I was just checking the people who found and visited my blog after searching items in search engines like Google. One came to my blog after typing the keyword items "Philippines the most dangerous place for journalists next to Iraq." Press attacks in the country that once boasted as having the freest media in Asia continue -- and seem to worsen -- this year, when we are holding national elections. I think the press covering this year's elections should also ask the candidates questions like: Who should be held responsible for the unabated extrajudicial killings and media attacks? How do you plan to solve the killings and other press freedom violations?

For more news about journalist killings and other attacks against and threats to press freedom in the Philippines, check out Freedom Watch, the institutional blog of the Center for Media Freedom and Responsibility (CMFR). Soon, CMFR will put all its reports on these threats and attacks under one "Alerts" section in the CMFR website.

Among the recent posts in Freedom Watch

Solon prevented from speaking to the media

Members of the press were prevented from interviewing detained Bayan Muna (Nation First) Representative Satur Ocampo by his police custodians, who claimed that media interviews would be risky for Ocampo, Inquirer.net reported on 21 March 2007. Ocampo and the National Union of Journalists of the Philippines (NUJP) have protested the ban.

The 67-year old solon was arrested on 16 March 2007 and is presently detained at the Manila Police District (MPD) Headquarters. Ocampo, who was a business reporter for seven years in the 1960s for a national daily, was ordered arrested by a court in Hilongos, Leyte for his alleged involvement in the purge of communist rebels in 1984-85 in that province. Leyte is in the Eastern Visayas group of islands south of Manila.

Ocampo has steadfastly declared his innocence and accused the Arroyo government of concocting the charges to prevent him from campaigning for the May 10 mid-term elections.

“I am protesting this ban by my custodians against media interviews. I should not be prevented from speaking,” Ocampo was quoted in the Inquirer report.

The NUJP described the ban as “high-handed and arbitrary.”

NUJP said “reporters do not pose any security threat for Ocampo and there is no link between the lawmaker's exercise to free speech with dangers to his person.”

Read here for more.

Newspaper editors and publisher post bail for libel

The publisher, along with seven editors of the Philippine Daily Inquirer, one of the Philippines’ major dailies, was detained for an hour at a Manila Police Station on 20 March 2007 after posting a libel bond of P50,000 (approx. $1,000). A Manila court issued had issued warrants for their arrest over a P22 million ($440,000) libel charge by Jose Miguel “Mike” Arroyo, husband of President Gloria Macapagal Arroyo.
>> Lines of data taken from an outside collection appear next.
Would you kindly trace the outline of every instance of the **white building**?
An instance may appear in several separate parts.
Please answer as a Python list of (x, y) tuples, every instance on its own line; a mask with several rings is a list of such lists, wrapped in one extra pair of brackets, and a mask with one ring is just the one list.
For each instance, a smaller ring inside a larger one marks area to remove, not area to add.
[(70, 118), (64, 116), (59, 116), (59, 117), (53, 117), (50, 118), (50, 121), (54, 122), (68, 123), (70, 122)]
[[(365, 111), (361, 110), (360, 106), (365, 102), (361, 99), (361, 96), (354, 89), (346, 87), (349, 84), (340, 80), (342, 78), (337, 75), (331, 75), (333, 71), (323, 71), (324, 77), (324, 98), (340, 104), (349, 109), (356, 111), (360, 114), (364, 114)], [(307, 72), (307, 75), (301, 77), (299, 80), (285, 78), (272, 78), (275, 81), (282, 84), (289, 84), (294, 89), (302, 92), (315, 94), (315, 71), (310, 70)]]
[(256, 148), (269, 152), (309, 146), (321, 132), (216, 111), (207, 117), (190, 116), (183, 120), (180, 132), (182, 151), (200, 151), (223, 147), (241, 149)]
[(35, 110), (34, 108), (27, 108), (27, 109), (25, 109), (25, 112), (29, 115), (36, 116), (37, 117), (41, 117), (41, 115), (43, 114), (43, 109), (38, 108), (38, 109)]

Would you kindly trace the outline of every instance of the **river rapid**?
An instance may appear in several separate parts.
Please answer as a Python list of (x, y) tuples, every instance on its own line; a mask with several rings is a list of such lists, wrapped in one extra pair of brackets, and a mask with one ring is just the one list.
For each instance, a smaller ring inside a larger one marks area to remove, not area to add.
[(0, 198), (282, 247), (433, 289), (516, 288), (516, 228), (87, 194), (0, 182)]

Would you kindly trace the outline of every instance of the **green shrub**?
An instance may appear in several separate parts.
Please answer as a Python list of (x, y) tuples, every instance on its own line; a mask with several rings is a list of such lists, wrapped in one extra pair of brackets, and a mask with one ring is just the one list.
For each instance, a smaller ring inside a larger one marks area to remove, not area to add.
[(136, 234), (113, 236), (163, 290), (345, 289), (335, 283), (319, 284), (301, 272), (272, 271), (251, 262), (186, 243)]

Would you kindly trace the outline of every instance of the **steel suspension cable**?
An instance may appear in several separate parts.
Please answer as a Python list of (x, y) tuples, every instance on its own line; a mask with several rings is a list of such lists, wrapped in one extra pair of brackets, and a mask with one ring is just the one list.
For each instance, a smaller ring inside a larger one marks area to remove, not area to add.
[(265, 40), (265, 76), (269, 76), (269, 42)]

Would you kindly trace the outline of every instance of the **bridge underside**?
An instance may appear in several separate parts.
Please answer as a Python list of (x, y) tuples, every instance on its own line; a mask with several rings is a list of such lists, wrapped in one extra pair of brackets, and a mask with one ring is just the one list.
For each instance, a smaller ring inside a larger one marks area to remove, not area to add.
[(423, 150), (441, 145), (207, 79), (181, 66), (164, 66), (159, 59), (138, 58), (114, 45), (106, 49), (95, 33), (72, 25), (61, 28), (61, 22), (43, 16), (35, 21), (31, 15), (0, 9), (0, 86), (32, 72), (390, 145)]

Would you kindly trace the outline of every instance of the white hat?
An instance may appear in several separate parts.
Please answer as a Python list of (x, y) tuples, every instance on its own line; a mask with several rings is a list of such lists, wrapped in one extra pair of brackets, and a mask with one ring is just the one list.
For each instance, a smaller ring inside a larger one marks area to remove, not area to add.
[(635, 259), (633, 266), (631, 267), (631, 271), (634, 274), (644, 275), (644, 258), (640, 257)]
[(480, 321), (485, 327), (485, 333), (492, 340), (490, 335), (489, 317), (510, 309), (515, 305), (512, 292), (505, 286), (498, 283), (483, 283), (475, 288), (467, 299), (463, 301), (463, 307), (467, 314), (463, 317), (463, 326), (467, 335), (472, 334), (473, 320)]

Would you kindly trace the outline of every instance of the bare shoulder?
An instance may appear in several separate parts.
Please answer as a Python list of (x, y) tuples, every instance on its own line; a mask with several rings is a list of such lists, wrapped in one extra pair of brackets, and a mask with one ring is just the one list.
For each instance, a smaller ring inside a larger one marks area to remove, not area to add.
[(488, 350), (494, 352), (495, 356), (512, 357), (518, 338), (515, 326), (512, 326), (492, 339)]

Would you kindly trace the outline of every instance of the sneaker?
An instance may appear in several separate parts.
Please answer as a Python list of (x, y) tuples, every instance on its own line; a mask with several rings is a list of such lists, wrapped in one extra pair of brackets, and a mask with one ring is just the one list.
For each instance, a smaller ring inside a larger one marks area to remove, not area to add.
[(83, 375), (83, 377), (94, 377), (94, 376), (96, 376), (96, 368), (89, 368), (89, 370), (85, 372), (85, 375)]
Libel is a criminal offense in the Philippines.

Publisher Isagani Yambot, editor-in-chief Letty Jimenez Magsanoc, managing editor Jose Ma. Nolasco, associate editor Abelardo Ulanday, associate editor for readership Rosario Garcellano, news editor Artemio Engracia Jr., opinion editor Jorge Aruta, national editor Pergentino Bandayrel Jr., senior desk editor Juan Sarmiento Jr., and columnist Ramon Tulfo were ordered arrested by Judge Virgilio Alameda of Manila Regional Trial Court (RTC) Branch 10 after he found “probable cause” in the libel complaint of Arroyo.

The Inquirer reported that Magsanoc was not able to post bail because she was sick. Tulfo, meanwhile told the Center for Media Freedom and Responsibility (CMFR) that he will post bail for the Inquirer case along with the staff of Bandera, a tabloid in Filipino where Tulfo’s column appears in translation. Arroyo has also sued the publisher, editor-in-chief, associate editor, and circulation manager of Bandera along with Tulfo.

Read here for more.

1 comment:

Anonymous said...

i abhor that man. if i come face-to-face with him, ingungudngod ko mukha nya sa lupa. as if libel sprees can make inquirer less feisty or critical.